Cartono, selaku Wakil Rektor Bidang Pembelajaran dan Mahasiswa, Alumni, Agama, dan Budaya (Belmawabud) Unpas memandang dalam situasi ini PTS membutuhkan dukungan dari kebijakan pemerintah. Sayang, ia belum melihat dukungan tersebut.
Cartono menjelaskan, meningkatnya kuota masuk perguruan tinggi negeri (PTN) berimbas pada minat masuk calon mahasiswa ke perguruan tinggi swasta (PTS). Ia melihat saat ini terjadi persaingan menjaring mahasiswa oleh PTN dan PTS.
“Banyak perguruan tinggi negeri di Indonesia tidak lagi memperhatikan identitas institusinya, sehingga PTN dengan rumpun keilmuan khusus membuka lebih banyak prodi di luar fokus institusinya untuk menarik lebih banyak mahasiswa,” katanya.

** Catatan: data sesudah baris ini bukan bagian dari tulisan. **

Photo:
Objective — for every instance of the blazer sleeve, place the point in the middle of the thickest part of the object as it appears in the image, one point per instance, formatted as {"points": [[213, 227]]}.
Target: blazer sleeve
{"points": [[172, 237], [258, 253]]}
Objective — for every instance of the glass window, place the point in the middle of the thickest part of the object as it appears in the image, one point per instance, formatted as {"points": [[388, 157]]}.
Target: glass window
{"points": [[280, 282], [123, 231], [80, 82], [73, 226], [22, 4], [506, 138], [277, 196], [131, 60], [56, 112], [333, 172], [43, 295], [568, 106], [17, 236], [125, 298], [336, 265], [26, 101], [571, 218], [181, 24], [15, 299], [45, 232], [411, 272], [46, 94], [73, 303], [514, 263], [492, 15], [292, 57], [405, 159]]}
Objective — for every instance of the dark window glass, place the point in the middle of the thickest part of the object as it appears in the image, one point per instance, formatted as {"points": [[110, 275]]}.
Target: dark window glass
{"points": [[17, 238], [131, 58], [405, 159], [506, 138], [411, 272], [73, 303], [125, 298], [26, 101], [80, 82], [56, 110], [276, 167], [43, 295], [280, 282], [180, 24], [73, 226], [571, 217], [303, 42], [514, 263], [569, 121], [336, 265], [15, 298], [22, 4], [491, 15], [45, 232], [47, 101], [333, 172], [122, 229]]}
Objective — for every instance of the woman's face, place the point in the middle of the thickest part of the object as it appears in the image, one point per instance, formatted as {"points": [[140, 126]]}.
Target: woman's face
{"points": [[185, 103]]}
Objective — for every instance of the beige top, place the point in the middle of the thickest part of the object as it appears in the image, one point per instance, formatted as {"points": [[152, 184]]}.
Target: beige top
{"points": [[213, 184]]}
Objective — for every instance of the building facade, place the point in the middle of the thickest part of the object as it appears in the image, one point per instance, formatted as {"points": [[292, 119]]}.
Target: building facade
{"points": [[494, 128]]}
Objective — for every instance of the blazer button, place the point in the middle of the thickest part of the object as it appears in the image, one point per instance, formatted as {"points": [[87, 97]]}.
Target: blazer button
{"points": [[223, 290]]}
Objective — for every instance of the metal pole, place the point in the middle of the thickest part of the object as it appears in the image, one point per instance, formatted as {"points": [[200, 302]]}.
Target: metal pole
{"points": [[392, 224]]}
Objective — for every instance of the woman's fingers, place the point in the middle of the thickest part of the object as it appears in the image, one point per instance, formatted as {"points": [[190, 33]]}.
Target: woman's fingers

Ia mencontohkan, sebuah institut yang memiliki fokus pada bidang saintek namun malah membuka program studi di luar kompetensi intitusinya seperti bidang ekonomi, pendidikan, ataupun humaniora. Berdasarkan Permendikbud Nomor 7 Tahun 2020 jika sebuah perguruan tinggi menyelenggarakan lebih dari satu rumpun ilmu pengetahuan, maka bentuknya adalah universitas.
Cartono berharap, pemerintah tidak tinggal diam dalam menghadapi persoalan yang dihdapi PTS. Salah satu kebijakan yang bisa dilakukan pemerintah adalah menggratiskan biaya pendidikan di PTN. Bagi mahasiswa yang tidak terserap di PTN maka perlu ada kebijakan agar mereka bisa ditampung di PTS. “Karena PTS juga memiliki tanggung jawab pembinaan sumber daya manusia,” jelas cartono.
Untuk meningkatkan serapan calon mahasiswa, Unpas membuka registrasi dalam tempo cukup panjang sejak 6 Januari - 8 Agustus 2025.
PTS lainnya, Universitas Bale Bandung (UNIBBA) juga mengalami penurunan jumlah mahasiswa baru. “Tahun ini justru terlihat jelas penurunannya. Apalagi dengan adanya penambahan kuota mahasiswa di perguruan tinggi negeri (PTN), dampaknya cukup terasa bagi kami,” ujar Gingin Ginanjar, Kepala Bagian Humas dan Penerimaan Mahasiswa Baru (PMB) UNIBBA saat ditemui BandungBergerak, Rabu, 23 Juli 2025.
Menurut Gingin, tren ini berbeda dibandingkan tahun 2019 hingga 2021, di mana jumlah pendaftar antara gelombang satu dan dua cenderung stabil. Calon mahasiswa UNIBBA kebanyakan berasal dari Kabupaten Bandung, namun kini banyak yang lebih memilih mendaftar ke UPI, UNPAD, dan PTN lainnya.
“Meski begitu, kami bersyukur belum sampai pada kondisi ekstrem seperti bangkrut, tidak ada mahasiswa sama sekali, atau harus melakukan pemecatan dosen,” tambah Gingin.
Sementara itu, Universitas Al-Ghifari juga masih bertahan. Humas Yayasan Al-Ghifari, Jujun Junaedi, menyampaikan bahwa pihaknya belum bisa memastikan ada tidaknya penurunan karena proses penerimaan mahasiswa baru masih berlangsung hingga gelombang ketiga pada September.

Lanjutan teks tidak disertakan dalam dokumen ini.